Des scientifiques comme le professeur Gavin Mudd de l’Université RMIT de Melbourne partagent les préoccupations des militants écologistes et ont déclaré que d’autres options devaient d’abord être explorées.
“Je pense que nous avons beaucoup d’options sur la façon de fournir les métaux dont nous avons besoin à partir de la terre, donc je pense que nous devrions vraiment nous concentrer pour nous assurer que nous le faisons correctement”, a-t-il déclaré.
“Je ne pense pas que nous ayons vraiment compris comment surveiller l’exploitation minière en haute mer, nous ne comprenons pas à quel point le succès de la restauration sera probable avec l’exploitation minière en haute mer.
“Ce sont encore de grandes questions à long terme auxquelles on n’a pas suffisamment répondu.”
Les Palaos appellent à l’arrêt jusqu’en 2030
Le président des Palaos, Surangel Whipps Junior, a déclaré qu’il souhaitait que la pratique soit temporairement suspendue jusqu’en 2030 au moins.
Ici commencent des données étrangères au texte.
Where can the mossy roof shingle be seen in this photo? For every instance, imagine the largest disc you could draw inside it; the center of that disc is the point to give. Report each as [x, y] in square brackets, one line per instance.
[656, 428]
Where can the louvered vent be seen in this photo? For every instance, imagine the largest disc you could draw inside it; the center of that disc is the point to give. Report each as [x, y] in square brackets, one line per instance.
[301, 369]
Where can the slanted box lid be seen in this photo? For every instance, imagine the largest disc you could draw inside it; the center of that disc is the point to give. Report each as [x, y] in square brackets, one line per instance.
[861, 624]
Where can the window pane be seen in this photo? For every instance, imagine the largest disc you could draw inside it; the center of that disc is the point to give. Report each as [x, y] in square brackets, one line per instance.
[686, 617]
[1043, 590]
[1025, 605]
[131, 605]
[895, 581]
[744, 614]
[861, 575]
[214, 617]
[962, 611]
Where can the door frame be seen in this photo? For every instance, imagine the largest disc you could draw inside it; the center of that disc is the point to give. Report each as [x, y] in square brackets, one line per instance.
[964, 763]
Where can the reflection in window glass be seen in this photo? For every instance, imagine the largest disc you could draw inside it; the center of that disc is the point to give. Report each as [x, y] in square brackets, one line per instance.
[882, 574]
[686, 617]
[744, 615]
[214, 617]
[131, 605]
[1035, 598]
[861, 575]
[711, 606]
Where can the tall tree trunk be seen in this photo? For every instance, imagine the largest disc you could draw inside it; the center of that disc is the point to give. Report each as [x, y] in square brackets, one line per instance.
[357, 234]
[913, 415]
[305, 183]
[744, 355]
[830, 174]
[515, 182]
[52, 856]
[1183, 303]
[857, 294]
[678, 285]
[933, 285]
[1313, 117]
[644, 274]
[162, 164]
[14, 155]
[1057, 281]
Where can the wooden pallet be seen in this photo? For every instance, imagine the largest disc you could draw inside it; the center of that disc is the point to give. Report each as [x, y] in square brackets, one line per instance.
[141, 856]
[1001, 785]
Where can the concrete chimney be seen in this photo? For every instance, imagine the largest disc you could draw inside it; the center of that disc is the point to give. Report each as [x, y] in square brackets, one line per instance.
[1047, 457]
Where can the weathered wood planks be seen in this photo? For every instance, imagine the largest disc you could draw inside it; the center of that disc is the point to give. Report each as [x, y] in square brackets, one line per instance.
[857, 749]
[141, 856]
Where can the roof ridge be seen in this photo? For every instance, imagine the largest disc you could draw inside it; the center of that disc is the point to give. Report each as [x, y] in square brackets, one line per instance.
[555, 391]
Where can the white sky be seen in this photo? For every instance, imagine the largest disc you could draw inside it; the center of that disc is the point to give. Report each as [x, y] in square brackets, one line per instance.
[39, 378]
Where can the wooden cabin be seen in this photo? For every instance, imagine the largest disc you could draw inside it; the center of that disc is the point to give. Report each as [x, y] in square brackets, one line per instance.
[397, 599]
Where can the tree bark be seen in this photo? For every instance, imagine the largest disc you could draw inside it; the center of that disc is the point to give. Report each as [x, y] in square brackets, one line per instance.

“Pour nous, l’océan est la vie. Nous en dépendons pour notre subsistance, nous en dépendons pour notre économie – sans lui, nous ne pourrions pas survivre”, a-t-il déclaré.
“Qu’ils le draguent ou qu’ils griffent le fond et les panaches qui en résulteraient, comment cela affecterait-il nos stocks de thons, les requins, les ressources les plus importantes dont nous disposons ?
“C’est alarmant, c’est imprudent. En tant que dirigeants et chefs d’entreprise, ne laissez pas la cupidité mener à ce qui pourrait être la pire catastrophe à laquelle nous pourrions être confrontés.”
M. Whipps Junior a déclaré qu’il comprenait pourquoi certains pays du Pacifique voudraient soutenir des entreprises minières, “mais parfois, dans la hâte de gagner de l’argent, nous pourrions perdre beaucoup plus”.
“Je comprends les réalités économiques auxquelles nous sommes tous confrontés, nous sommes battus par le COVID, touchés par les problèmes de changement climatique et nous avons tous besoin de financement et c’est peut-être notre ticket pour résoudre nos problèmes économiques”, a-t-il déclaré.
“C’est ce que nous demandons – prenons le temps, analysons, utilisons les meilleures données scientifiques pour prendre la meilleure décision pour notre climat et pour notre peuple.”